65. Bölüm

1.6K 177 62
                                    

...Duyduğum sözler karşısında bir çocuk gibi heycanlanıp ağacın arkasına saklanmıştım. Zehra bütün bunları benim için mi demişti. Yüzümde engel olamadığım aptal bir gülümseme vardı. "Orası zaten Ömerle dolu.." Rüya olabilir miydi bütün bunlar..

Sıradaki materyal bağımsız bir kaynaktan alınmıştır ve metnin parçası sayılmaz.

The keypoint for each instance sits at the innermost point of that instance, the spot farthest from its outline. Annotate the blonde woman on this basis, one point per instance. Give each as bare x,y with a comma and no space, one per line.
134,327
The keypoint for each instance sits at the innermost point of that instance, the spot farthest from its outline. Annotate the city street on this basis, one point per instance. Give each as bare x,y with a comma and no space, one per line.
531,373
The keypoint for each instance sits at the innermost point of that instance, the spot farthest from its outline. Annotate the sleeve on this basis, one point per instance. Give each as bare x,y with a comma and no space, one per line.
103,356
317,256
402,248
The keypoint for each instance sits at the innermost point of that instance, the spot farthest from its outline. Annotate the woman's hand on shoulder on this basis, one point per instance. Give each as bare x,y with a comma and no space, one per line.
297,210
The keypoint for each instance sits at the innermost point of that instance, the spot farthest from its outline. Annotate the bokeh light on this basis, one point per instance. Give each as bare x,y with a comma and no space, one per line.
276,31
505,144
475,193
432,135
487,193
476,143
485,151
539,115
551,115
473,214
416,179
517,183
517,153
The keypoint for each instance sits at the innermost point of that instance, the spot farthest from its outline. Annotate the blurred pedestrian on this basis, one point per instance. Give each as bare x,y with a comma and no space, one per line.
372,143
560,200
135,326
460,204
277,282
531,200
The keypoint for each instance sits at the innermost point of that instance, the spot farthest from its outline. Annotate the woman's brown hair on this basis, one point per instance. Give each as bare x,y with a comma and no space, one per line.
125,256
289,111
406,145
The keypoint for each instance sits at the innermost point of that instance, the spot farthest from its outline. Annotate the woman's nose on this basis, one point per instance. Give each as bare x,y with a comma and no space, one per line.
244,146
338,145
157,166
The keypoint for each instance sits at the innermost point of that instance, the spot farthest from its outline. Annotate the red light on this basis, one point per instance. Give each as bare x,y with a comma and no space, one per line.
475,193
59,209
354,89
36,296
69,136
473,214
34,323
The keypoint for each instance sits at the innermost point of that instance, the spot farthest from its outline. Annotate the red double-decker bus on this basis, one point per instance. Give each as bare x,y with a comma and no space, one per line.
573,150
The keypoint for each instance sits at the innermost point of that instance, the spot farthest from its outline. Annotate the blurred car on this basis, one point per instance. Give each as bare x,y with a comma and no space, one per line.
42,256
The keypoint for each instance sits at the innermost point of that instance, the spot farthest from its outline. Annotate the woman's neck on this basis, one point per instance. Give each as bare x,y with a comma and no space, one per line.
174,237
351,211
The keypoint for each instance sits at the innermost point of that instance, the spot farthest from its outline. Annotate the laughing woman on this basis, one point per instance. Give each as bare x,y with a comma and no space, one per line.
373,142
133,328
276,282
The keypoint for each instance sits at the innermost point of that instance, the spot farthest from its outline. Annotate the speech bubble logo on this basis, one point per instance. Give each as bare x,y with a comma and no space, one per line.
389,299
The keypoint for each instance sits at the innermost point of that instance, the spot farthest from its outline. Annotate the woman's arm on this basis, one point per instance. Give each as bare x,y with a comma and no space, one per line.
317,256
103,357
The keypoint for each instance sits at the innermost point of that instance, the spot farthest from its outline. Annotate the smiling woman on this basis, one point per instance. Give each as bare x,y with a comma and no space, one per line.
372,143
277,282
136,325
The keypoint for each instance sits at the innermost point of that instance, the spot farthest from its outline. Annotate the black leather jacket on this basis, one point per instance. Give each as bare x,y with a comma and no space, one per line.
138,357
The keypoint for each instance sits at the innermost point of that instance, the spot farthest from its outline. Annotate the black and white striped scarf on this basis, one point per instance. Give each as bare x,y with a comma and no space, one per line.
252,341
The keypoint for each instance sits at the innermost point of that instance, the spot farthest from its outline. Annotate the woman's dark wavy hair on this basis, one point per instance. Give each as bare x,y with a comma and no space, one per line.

Zehra hanım demek bana bu kadar aşık olduğu halde benden uzak durmak için her şeyi yapıyordu ha.. Görürsün sen Zehra Kervancıoğlu.. Demek beni de giderken kendinle götürüp beni yarım bırakacaktın ha.. Şimdi uzak dur da göreyim seni.. Tabi yapabiliyorsan...

Zehranın söylediği sözlerden sonra Kenan hiç bir şey demeden gitti. Tayfuna kısa bir mesaj atıp sinirli bir şeklide kollarını birleştirip denize bakan Zehranın yanına yavaş adımlarla gittim. Şuan o kadar mutluydum ki Kenanla sonra ilgilenmeye karar verdim. Zehranın omzuna dokunduğumda sinirle arkasını dönüp..

Zehra: Ben sana defol git demedim mi? Diye bağırdı.

Dudaklarımı birbirine bastırdım gülmemek için. Karşısında beni gördüğünde önce şaşırdı daha sonra utandıp gözlerini kaçırdı.

Ömer: Evet, demediğin bir o kalmıştı onu da dedin.. dedim kollarımı birleştirip..
Zehra: Şey.. ben, sana demedim..
Ömer: Kime dedin o halde?
Zehra: Önemli değil.. Neyse geldiğine göre konuşabliriz.. Beni buraya niye çağırdığını biliyorum..
Ömer: Öyle mi.. Neden çağırmışım..
Zehra: Eşyalarımı almam için ve boşanma işlemleri için.. Merak etme senden hiç bir şey talep etmiyorum.. Nerde kağıt hemen imzalayım.. dediğinde derin bir nefes almam gerekti, içime bir anda çöken şeyin ağırlığını kaldırabilmem için..
Ömer: Boşanacağımızı nerden çıkardın...
Zehra: Benden nefret etmiyor musun? Kim nefret ettiği biriyle oyun olarak bile evli kalmak ister ki? dediğinde ona doğru bir adım atıp aramızdaki mesafeyi kapattım ve kulağına eğilip..
Ömer: Beni kandırıp kaçabileceğini mi zannettin.. Seni asla bırakmayacağım, her dakika gözümün önünde olacaksın bu da senin cezan olacak.. dedim ve saçlarının burnuma dolan kokusuyla gülümseyip geri çekildim.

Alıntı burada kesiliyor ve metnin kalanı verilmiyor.